Il fut interrompu par un nouvel éclat de rire d’Hélène, qui, en le rappelant à lui, changea le cours de ses réflexions.

– L’image du vespertilio était sur la rétine, dit l’intrépide investigateur des secrets de la nature, sentant le besoin de donner à sa phrase une tournure tant soit peu apologétique ; et dans ma préoccupation, j’ai eu la sottise de prendre mon fidèle animal pour le monstre, – quoique j’en sois encore à me demander pourquoi cette pauvre bête court ainsi à travers champs.

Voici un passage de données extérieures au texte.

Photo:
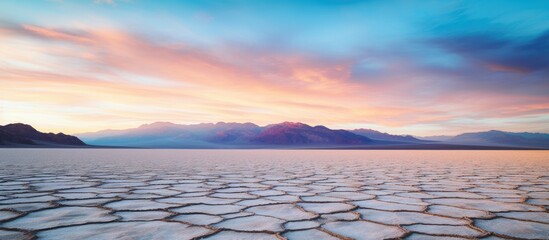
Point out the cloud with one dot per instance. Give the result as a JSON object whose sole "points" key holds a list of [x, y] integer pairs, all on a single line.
{"points": [[499, 53], [128, 78]]}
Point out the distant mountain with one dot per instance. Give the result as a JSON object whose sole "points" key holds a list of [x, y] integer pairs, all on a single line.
{"points": [[436, 138], [501, 138], [377, 135], [288, 133], [294, 134], [222, 135], [23, 134]]}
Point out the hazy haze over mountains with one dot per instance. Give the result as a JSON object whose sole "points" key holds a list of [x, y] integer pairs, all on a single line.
{"points": [[249, 135], [288, 134]]}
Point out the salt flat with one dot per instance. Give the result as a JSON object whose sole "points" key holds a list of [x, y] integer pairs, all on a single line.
{"points": [[273, 194]]}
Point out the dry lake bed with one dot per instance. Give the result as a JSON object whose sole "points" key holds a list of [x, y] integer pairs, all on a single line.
{"points": [[273, 194]]}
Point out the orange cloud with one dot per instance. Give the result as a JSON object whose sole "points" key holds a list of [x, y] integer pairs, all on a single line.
{"points": [[87, 80]]}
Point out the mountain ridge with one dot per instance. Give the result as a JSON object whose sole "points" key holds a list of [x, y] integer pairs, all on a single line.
{"points": [[24, 134], [231, 135]]}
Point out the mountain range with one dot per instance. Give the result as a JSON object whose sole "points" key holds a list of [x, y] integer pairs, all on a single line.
{"points": [[298, 135], [249, 135], [21, 135]]}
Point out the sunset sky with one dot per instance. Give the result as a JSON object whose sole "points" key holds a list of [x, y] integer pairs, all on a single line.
{"points": [[406, 67]]}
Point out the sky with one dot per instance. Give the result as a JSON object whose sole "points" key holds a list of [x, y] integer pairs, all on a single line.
{"points": [[404, 67]]}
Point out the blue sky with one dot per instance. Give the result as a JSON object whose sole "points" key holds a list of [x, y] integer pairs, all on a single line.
{"points": [[415, 67]]}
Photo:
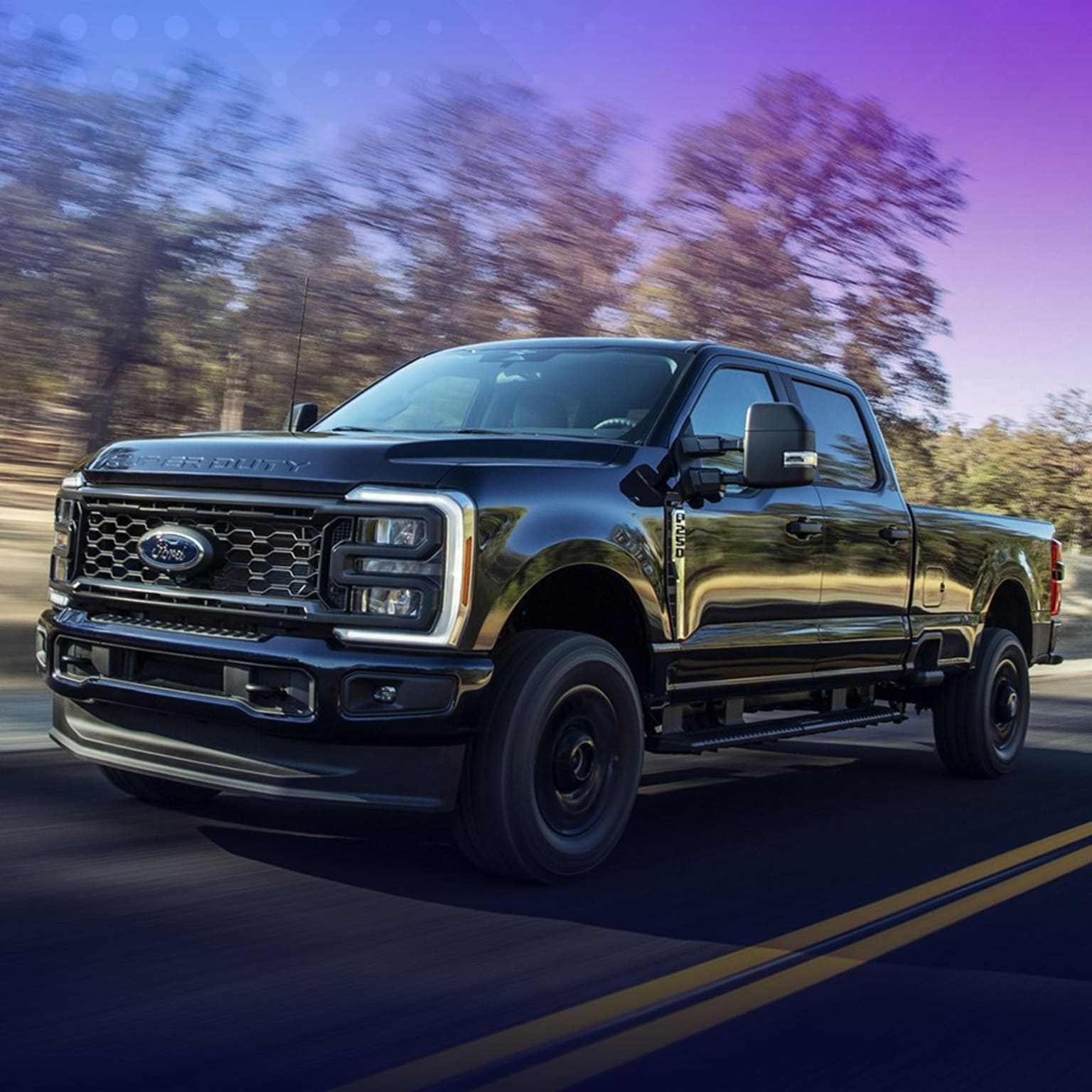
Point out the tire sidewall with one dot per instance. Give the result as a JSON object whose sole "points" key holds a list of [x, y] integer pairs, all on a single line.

Hélène se mit alors à lui raconter l’histoire de l’attaque nocturne, et des suites qu’elle avait eues. Elle décrivit avec une fidélité scrupuleuse la manière dont les animaux effrayés s’étaient précipités hors du camp, pour se répandre dans la Prairie ; et elle entra même à ce sujet dans des détails qui auraient pu faire soupçonner à un esprit moins simple et moins préoccupé que le bon docteur qu’elle en avait vu plus qu’il ne lui convenait de dire. Sans se permettre de l’exprimer en termes précis, elle sut faire jaillir naturellement de son récit, aux yeux du naturaliste, la très-forte probabilité que ce qu’il avait pris pour des animaux sauvages n’était autre chose que le troupeau dispersé d’Ismaël, et elle finit par des lamentations énergiques sur la perte qu’il avait faite, et par quelques remarques très-naturelles sur la position critique de la famille, qui se trouvait sans ressource.

Le naturaliste écouta dans une muette surprise, sans qu’une seule exclamation lui échappât pendant son récit. L’œil perçant d’Hélène remarqua seulement que, tandis qu’elle parlait, la page importante fut arrachée des tablettes avec un soin qui prouvait que la douce illusion du naturaliste s’était entièrement dissipée. Depuis ce moment, le monde n’a plus entendu parler du vespertilio horribilis americanus ; et les sciences naturelles ont à jamais perdu un anneau précieux de cette grande chaîne animée qui unit, dit-on, le ciel à la terre, et dans laquelle l’homme se trouve si rapproché du singe.

Lorsque le docteur Bat eut appris à fond toutes les circonstances de l’attaque, ses inquiétudes prirent une autre direction. Il avait laissé sous la garde d’Ismaël d’énormes in-folios, une quantité de boîtes renfermant une foule de plantes rares et d’animaux empaillés ; et l’idée lui vint tout à coup que des maraudeurs aussi adroits que les Sioux ne laisseraient pas échapper l’occasion de lui enlever tous ses trésors. Hélène eut beau employer tous ses efforts pour calmer ses craintes, ses frais d’éloquence furent en pure perte, et ils se séparèrent, lui, pour voir tout de suite, par ses propres yeux, ce qui en était et sortir d’une aussi pénible incertitude, et elle pour regagner doucement et sans bruit la tente solitaire devant laquelle elle avait passé avec tant de rapidité quelques instants auparavant.